2 If you are watching football, do not assume everyone in your household shares your passion. If you do, at best you will wonder why you are watching the game alone. At worst, you might even find you are home alone, and there is no note telling you where everyone has gone. (Hard to believe not everyone wants to watch twelve hours of Football on a weekend hey Bucky)

1 If you are watching football, do not commit to watching the kids as well. If you do, at best they will not wander out of the house. At worst, you will be investigated by CPS for keeping the kids tied to the couch for a full four quarters. (You might have gotten away with just a half)

45 comments

  1. You disappoint me, John.
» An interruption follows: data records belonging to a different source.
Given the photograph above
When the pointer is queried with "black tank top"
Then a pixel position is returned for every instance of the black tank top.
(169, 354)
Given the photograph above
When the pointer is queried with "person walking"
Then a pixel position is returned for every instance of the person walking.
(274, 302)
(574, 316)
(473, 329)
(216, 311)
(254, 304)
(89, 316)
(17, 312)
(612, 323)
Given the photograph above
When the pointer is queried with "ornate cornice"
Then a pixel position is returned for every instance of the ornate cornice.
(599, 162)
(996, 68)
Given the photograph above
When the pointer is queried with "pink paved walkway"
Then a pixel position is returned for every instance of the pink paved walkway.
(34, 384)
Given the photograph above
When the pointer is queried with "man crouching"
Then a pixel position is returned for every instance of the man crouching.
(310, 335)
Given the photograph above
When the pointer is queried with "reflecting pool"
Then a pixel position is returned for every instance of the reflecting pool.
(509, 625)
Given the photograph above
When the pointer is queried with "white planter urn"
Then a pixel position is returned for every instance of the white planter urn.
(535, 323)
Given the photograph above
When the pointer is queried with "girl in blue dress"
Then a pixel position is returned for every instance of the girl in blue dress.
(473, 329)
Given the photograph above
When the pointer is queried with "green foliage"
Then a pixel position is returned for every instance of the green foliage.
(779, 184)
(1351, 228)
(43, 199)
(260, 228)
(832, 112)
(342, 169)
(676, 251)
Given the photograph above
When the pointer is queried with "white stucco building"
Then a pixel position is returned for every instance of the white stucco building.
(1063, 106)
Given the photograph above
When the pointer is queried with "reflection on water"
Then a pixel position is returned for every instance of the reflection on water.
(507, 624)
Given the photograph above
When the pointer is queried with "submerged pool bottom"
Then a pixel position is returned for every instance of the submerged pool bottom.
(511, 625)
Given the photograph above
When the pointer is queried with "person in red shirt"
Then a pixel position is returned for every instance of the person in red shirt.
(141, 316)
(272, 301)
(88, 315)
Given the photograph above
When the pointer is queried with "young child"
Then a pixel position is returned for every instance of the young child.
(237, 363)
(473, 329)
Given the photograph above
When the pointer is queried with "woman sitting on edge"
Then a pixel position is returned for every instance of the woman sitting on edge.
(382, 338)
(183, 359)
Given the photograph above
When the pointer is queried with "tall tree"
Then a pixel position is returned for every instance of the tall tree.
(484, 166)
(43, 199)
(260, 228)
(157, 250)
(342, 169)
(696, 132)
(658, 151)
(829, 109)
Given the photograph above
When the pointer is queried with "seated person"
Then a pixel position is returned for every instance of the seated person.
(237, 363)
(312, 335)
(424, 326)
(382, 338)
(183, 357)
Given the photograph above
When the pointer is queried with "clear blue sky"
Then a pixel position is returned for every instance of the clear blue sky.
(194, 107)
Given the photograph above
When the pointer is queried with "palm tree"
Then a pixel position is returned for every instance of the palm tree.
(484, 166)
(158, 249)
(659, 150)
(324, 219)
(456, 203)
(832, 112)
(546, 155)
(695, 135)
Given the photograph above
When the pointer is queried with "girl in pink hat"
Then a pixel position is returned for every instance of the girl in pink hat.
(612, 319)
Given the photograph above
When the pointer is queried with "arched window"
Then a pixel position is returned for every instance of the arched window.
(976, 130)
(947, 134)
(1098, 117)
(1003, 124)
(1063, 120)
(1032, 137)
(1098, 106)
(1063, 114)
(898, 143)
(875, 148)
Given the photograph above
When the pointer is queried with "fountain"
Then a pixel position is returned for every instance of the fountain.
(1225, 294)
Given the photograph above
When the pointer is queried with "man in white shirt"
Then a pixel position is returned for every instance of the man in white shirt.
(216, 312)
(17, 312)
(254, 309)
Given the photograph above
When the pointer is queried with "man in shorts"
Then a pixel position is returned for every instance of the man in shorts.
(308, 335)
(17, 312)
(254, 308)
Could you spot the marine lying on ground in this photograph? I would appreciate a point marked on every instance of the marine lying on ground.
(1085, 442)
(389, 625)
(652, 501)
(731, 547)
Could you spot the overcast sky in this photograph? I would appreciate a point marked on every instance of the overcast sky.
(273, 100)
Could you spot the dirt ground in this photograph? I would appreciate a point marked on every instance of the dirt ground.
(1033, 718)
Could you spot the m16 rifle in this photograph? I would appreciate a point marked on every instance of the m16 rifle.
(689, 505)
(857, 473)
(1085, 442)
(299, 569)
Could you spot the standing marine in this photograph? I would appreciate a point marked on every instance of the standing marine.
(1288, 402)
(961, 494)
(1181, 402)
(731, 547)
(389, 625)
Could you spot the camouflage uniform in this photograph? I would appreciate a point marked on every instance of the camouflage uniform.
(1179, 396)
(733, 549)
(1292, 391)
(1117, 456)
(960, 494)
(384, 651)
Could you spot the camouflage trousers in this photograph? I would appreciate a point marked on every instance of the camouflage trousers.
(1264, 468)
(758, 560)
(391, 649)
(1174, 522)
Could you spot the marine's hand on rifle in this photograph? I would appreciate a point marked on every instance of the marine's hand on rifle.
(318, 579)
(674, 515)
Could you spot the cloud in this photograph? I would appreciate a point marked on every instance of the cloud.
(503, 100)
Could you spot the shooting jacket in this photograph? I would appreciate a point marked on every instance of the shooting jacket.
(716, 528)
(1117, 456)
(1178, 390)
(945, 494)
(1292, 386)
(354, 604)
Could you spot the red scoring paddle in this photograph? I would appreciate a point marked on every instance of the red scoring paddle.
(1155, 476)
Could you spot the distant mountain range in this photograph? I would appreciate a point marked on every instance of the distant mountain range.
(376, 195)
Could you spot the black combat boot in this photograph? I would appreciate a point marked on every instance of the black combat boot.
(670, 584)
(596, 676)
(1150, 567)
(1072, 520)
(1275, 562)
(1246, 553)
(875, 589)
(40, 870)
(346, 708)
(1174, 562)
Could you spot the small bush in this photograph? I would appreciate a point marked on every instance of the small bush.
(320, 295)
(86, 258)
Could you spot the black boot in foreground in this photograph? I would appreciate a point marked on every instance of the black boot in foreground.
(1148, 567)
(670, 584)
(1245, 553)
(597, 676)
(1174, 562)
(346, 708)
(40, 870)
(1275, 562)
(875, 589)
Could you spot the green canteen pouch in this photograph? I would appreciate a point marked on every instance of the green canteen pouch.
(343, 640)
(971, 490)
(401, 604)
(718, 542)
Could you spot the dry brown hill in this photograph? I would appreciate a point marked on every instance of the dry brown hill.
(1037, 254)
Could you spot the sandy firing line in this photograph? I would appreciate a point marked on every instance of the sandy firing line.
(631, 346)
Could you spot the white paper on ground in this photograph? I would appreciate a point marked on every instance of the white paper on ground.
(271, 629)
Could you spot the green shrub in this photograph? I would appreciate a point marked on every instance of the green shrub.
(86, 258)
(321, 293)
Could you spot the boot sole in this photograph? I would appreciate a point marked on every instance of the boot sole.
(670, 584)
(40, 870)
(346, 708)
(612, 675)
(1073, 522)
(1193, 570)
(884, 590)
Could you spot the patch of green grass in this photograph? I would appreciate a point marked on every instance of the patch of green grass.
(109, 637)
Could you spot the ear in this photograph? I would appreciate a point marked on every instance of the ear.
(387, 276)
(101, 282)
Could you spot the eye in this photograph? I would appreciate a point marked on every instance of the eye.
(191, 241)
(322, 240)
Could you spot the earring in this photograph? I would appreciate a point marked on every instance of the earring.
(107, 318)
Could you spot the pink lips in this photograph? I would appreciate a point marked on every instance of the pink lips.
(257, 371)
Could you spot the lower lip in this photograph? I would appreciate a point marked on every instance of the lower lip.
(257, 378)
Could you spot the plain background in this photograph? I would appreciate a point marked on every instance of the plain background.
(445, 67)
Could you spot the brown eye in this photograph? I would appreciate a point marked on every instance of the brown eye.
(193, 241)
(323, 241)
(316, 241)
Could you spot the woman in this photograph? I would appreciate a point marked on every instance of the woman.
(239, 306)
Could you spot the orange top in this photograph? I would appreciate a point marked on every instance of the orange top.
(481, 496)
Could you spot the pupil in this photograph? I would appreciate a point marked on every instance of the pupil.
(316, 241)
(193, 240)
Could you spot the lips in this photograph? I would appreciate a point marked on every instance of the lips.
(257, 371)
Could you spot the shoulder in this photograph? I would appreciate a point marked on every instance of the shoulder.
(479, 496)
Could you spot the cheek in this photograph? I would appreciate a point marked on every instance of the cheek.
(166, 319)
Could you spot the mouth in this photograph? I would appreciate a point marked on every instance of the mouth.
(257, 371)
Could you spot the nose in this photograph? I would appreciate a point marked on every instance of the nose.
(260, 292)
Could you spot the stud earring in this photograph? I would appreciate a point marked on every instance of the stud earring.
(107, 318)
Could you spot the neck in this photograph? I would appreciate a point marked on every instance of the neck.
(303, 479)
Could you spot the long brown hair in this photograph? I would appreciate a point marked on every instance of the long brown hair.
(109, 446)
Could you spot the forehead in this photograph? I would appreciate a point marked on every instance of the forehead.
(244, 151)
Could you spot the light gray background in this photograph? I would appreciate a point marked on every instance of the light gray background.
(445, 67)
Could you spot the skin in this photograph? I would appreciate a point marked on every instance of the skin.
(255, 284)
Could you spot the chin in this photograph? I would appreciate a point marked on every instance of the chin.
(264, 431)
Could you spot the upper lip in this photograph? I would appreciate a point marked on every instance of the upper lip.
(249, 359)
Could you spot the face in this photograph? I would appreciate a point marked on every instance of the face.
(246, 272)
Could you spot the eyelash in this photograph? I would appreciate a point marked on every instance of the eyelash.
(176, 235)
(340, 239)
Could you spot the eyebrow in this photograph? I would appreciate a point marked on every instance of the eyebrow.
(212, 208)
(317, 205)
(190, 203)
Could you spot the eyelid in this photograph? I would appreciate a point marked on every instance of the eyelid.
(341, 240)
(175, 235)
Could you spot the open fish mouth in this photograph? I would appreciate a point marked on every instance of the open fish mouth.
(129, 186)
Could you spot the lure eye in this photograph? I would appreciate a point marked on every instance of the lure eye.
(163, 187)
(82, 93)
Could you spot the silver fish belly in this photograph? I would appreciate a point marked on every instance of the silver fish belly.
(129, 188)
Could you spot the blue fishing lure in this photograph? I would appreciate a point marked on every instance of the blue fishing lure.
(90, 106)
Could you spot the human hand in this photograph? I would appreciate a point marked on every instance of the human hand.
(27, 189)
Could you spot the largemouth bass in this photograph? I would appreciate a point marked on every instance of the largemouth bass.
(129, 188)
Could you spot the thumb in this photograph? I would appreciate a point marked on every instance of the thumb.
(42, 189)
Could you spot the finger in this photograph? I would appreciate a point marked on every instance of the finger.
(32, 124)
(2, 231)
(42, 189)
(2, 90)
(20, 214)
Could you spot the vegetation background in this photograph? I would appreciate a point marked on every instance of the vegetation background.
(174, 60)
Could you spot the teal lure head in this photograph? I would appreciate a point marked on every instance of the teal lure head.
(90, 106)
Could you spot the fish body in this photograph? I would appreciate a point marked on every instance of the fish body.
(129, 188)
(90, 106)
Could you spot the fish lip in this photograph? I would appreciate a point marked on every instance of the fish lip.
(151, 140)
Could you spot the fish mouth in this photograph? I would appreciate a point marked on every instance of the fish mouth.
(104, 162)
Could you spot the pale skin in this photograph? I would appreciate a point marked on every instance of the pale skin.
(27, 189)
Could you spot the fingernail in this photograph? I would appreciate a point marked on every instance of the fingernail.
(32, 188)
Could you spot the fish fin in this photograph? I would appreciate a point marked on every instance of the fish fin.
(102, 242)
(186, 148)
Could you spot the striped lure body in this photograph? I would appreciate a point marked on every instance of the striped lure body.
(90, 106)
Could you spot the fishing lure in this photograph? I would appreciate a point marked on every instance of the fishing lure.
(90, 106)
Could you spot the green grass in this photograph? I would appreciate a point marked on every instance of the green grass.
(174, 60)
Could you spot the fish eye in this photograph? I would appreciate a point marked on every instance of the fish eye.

It’s the Rugby World cup, and you carry on about football. (Rugby’s the one without body armour, by the way 😉 )

    1. Yes. and I’m sure the same rules would apply to Rugby as well. Unfortunately I’m not a fan.

      1. Me neither. I’m a bad South African 😉

      2. Ha ha ha. Good one.

  2. Hmmm. This list could be really educational for me, John. Try as I might, I never could get interested in football… But it can be fun to sit back and watch the fans being… fans. 😀 hugs.

    1. I was always too busy for football. I finally took up the vice three years ago. I need to go to a Football Rehab​ facility​. Hugs back.

  3. So basically, just watch the game. Though 12 hours of football seems excessive. That’s the sport fan’s version of a Lord of the Rings marathon.

    1. It is. Also, it is not understandable to those not interested. (Rings and football)

      1. Just have to pay attention and probably read the book/rules for clarification.

      2. Or skim. Depends on your level of concentration.

      3. I like skim except in milk

  4. All good points … but watching football & doing taxes? The calendar doesn’t seem to fit. Meanwhile, win or lose, I watch my teams.

    1. I forgot to say tax extension. Ah well.

      1. … I figured that … but it’s more like extending the extension … Nonetheless, point taken.

  5. Are you speaking from experience with #8, John? Number 7 cracked me up! 🙂

    1. I do have experience as you can see. Numer seven is my favorite. I have trouble with apps no matter what.

      1. That’s why I still have a flip phone. 🙂

  6. We live in Vikings country. You can do anything you want when they play.

    1. You back? LOL on the Vikings comment.

      1. Yup, I’m back.

  7. I also find that frequent shouting at the TV scares the dog…

    1. Yes it does. I just hate that look that says,”I didn’t do it honest boss.”

  8. Love these. Just in time for the season too.

    1. Yes. I would tape a list to the TV.:-D

    1. Thank you Kim. Such a nice thing to do.

  9. These are great, John, and I can totally identify. Watching football is not a multi-tasking sport!

    1. Or live a one-dimensional​ life.

  10. I needed this list about 25 years ago John. Lots of violations.

  11. Although I know nothing about football, I liked #7. All of the above could apply to someone who loves watching favorite soaps as well. No, that’s not me. I don’t watch TV. 😀 😀 😀

    1. How about ten things not to do while doing whatever you do most. Thanks Tess.

      1. Ha ha ha. You crack me up. Thanks, John.

  12. My list is much shorter:

    Things not to do when watching football.
    1) Watch football

  13. Even though I don’t watch football, I loved this list, John! Reminds me of when I lived home and my brother-in-law and sister would come over for Sunday dinner. And then there would be football or baseball or some sports event on TV. The guys would watch and the women cleaned up. And the guys were impervious to anything the women said. As a kid, it used to crack me up 😉

    1. I have seen scenes like that as well, “uh what?”

  14. Haha! You and my husband need to get together. You are cut out of the same mold.

    1. I’m sure that is a good thing.